Gestion des inondations dans les communes à hauts risques : Challenge pour les nouveaux maires

Fulbert ADJIMEHOSSOU 10 juin 2020

Encore quelques semaines, et les eaux seront à nouveau sous nos pieds. Les cris d’alertes habituels vont suivre et l’impuissance des maires dans certaines communes sera encore à nue. C’est un scénario auquel on est habitués mais dans un contexte où les bassins ne cessent de déborder, et que de nouveaux élus sont à la tête de la plupart des 21 communes à risques élevés d’inondation, mieux vaut se mettre plus tôt en ordre de bataille que d’être surpris.
Ainsi, il faut tirer leçon de la crue de 2019 qui a, au-delà de tout, montré combien les écoles sont aussi vulnérables dans les communes à risques. A Bopa, plus d’une dizaine de personnes sont décédées dans le chavirement d’une barque motorisée surchargée. Du Côté de Dangbo, le corps d’un élève a été retrouvé sans vie. D’autres cas de noyade ont été enregistrés ailleurs, dont Banikoara et Athiémé. Une sensibilisation et des mesures de surveillance sont à prioriser. Les nouveaux maires sont appelés aussi à changer de paradigme en apportant leur touche dans l’amélioration des dispositifs de veille en place. Ce ne serait pas bienséant que les médias projettent à nouveau ces images affligeantes, tout comme si des efforts n’ont pas été faits.

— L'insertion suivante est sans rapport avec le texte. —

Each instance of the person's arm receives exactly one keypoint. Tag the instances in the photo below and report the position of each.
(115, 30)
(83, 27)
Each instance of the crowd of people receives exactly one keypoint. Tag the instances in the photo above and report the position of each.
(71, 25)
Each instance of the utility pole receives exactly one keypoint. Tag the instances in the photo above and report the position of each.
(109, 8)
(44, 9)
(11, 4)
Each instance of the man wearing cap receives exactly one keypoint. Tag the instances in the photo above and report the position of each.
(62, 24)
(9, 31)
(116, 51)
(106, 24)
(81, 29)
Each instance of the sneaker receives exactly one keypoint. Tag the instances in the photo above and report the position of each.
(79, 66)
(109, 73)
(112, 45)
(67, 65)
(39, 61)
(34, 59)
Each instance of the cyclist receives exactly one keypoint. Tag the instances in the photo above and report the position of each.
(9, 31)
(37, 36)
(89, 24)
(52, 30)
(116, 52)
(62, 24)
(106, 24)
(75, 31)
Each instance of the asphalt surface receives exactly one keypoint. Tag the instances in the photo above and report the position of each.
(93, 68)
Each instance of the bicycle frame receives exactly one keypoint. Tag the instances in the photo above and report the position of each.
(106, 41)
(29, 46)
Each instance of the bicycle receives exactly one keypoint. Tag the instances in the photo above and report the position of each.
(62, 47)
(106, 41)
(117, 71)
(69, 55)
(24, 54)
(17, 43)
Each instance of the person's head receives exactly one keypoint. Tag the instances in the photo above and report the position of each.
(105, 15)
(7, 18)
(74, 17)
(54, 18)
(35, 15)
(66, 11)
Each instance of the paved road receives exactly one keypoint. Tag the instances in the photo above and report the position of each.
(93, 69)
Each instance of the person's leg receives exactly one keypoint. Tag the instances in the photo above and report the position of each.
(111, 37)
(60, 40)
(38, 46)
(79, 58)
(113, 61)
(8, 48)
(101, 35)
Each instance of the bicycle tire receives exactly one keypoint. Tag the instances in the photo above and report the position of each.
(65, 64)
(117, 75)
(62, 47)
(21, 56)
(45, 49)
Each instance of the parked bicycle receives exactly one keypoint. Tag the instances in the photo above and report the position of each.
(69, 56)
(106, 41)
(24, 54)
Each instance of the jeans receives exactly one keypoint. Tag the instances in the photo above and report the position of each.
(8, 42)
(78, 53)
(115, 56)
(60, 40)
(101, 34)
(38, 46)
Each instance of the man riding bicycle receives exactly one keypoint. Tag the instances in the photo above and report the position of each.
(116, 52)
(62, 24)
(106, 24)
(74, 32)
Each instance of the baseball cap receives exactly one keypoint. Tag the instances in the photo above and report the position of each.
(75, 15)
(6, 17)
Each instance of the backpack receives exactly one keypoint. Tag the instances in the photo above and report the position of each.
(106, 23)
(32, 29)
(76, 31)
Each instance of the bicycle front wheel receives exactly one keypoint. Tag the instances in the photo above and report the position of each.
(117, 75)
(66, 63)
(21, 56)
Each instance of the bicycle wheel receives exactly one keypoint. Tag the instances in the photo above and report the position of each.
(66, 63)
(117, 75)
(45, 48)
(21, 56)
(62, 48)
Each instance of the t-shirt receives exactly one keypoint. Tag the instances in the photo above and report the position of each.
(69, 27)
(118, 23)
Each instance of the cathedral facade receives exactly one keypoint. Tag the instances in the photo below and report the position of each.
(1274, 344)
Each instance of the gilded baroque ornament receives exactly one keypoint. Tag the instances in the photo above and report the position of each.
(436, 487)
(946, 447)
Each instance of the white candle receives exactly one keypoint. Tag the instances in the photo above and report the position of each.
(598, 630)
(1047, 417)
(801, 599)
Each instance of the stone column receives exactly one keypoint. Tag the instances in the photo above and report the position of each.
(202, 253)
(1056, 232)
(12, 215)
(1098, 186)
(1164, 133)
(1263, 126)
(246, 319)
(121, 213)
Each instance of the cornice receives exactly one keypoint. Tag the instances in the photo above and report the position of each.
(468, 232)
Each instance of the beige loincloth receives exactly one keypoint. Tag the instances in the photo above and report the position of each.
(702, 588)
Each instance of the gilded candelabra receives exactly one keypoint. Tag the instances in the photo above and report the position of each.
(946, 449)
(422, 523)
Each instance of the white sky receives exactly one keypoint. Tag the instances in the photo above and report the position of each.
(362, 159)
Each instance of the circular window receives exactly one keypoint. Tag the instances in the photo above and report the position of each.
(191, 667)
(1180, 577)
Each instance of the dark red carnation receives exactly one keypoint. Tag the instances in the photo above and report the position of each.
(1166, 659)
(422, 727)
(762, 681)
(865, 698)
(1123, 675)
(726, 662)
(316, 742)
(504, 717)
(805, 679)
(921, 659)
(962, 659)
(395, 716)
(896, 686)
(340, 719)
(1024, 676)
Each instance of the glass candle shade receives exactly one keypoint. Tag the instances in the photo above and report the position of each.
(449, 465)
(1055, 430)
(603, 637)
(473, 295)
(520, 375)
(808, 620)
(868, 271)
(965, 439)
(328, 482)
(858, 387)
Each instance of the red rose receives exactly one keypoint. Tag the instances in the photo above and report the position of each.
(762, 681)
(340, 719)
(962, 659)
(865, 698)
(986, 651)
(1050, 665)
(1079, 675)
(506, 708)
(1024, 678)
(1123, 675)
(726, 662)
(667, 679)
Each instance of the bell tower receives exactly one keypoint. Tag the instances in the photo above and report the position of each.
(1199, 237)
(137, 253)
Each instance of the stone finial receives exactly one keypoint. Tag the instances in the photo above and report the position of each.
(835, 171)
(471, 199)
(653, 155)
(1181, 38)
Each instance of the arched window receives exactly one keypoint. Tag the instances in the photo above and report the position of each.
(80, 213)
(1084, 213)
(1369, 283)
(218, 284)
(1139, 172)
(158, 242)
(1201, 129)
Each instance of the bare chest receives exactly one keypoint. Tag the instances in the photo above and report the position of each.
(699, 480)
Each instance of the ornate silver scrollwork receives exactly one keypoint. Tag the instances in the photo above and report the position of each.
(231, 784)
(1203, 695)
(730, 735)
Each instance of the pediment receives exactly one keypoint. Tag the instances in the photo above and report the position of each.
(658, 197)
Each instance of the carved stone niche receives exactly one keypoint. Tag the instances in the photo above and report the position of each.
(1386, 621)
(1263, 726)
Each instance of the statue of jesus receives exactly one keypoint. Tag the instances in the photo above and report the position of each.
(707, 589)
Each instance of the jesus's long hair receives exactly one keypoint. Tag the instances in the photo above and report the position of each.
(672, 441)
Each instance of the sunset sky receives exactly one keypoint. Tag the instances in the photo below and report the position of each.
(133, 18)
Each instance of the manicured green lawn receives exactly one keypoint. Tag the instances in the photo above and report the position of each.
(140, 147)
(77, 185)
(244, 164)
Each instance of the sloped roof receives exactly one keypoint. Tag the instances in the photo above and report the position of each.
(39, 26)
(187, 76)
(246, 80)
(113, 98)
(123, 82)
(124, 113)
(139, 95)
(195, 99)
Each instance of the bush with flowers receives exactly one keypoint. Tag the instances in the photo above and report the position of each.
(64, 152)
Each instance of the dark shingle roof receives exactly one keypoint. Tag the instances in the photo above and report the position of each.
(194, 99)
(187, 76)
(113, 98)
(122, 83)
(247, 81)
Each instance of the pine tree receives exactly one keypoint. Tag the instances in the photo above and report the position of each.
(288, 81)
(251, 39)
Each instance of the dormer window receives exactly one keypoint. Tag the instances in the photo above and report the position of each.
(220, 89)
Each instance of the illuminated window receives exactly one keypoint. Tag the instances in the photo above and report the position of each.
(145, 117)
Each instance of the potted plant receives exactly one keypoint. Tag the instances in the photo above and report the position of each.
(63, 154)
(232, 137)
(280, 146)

S’approprier les plans de contingence
On le sait. La plupart des bassins passent au rouge autour de septembre. Mais les dégâts viennent plus tôt au rythme de l’intensité des pluies. Ainsi, pour ne pas être surpris par le déluge, les maires des communes à risques, surtout les nouveaux, doivent s’approprier très tôt les plans de contingence. Quoi qu’on dise, l’opérationnalisation des dispositions règlementaires reste une préoccupation majeure en matière de gestion des risques et catastrophes à la base. Se jeter à l’eau dès maintenant, c’est une bonne manière d’éviter les confusions de responsabilités qui forcent à croire que l’Etat central est le pompier de tous les temps.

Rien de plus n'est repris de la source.